Sz.: The students of this faculty are in almost every field, from primary and hospital care, rehabilitation, intensive care, all the way through health maintenance and protection. How does the faculty try to preserve these many values?
E. V.: Every department teaches hospital care, rehabilitation, and prevention in relation to their own fields. On the faculty level, they’re trying to preserve this by placing emphasis on all of these. I’ll list a few examples, to show how it is day to day.
In dietetics students get to master the fundamental principles of healthy nutrition, later they will study the diet therapy of different types of illnesses. Simulation rooms allow paramedic students to experience what it’s like working in an ambulance in an event of an emergency.

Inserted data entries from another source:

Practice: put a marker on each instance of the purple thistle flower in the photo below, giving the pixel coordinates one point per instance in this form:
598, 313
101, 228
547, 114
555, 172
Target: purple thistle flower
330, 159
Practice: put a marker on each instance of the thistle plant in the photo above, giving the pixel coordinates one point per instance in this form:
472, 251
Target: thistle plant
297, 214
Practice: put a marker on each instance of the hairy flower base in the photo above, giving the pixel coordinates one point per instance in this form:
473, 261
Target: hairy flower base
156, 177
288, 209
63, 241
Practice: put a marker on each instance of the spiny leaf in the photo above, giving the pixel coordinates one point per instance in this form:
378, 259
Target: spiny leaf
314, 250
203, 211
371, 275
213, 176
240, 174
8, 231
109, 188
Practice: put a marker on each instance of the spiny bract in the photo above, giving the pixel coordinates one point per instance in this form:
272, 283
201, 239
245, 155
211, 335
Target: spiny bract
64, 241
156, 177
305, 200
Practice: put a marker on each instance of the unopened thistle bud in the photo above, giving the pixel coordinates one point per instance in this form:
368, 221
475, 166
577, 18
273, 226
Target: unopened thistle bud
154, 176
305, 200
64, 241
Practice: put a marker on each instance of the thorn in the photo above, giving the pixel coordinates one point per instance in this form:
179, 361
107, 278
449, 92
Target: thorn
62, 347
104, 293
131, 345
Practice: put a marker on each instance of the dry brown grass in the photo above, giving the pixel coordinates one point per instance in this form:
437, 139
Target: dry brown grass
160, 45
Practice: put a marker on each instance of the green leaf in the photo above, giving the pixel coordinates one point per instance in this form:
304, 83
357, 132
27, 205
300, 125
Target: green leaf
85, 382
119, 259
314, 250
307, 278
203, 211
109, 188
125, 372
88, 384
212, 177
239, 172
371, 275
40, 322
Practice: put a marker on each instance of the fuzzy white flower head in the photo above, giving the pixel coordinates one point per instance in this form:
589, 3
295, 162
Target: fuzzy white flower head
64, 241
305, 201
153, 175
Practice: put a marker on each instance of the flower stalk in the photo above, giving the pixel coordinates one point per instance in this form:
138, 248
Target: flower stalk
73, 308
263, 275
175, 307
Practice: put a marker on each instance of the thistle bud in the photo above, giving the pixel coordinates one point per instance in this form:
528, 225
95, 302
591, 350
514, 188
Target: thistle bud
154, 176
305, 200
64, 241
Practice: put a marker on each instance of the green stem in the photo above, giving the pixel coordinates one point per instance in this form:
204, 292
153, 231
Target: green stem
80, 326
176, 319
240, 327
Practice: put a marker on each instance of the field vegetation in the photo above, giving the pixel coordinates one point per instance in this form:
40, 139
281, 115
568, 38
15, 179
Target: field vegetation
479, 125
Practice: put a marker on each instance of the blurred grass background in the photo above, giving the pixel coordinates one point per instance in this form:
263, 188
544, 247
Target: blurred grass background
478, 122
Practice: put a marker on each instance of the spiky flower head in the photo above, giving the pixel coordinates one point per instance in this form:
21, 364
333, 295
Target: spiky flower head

Simulation rooms are also useful for nurses because they get to practice and master many of their tasks. Health education and prevention are also heavily emphasized, it’s a requirement for one of our optional subjects that allows us to take part in organizing sport, and health days in primary schools.
Sz.: What role does the students’ council, and You, its’ representative have in this process?
E. V.: HÖK mainly deals with educational advocacy and helping with social problems. We’ve traditionally had a great relationship with management, this allows us to help every student find a solution to their problems, it also means that management always pays attention to our pieces of advice and ideas.
In social affairs we wear the fates of students on our shoulders, we hold a Forum before every social application, where students get a chance to ask and get answers to all their personal questions. We also take part in many faculty events and help the organizers run it smoothly: many of us attended Health day last Friday.
Sz.: As future professionals, students must maintain their credibility. What part does regular exercise play in this?
E. V.: I think a healthcare professional can’t maintain their credibility if they themselves don’t live a healthy lifestyle, and regular exercise is an integral part of this. This is exactly why we’re working together with the physical education division to give students many choices when it comes to sports activities. In terms of this, aside from the regular lessons (like Zumba, aerobic, volleyball, handball amongst others), students can apply for hiking, this allows them to move outside, in the fresh air.
Sz.: Unfortunately, especially older doctors are under the impression, that only doctors are true healers, that nurses and representatives of health sciences only play a subservient role in the process of healing. Even though we all feel this statement is false, what stands against this sentiment?
E. V.: Sadly, this attitude still occurs in some cases, however, nowadays it seems like there are fewer and fewer doctors like this. On one of our recent practical courses we talked about this with many workers, they feel that there are much fewer people who think like this, especially amongst recently graduated doctors. Today doctors think of health science professionals as teammates, they also admit that they wouldn’t be able to do everything that a patient requires on their own. For healthcare professionals to stick around they need to be paid properly, and they need to be appreciated as well.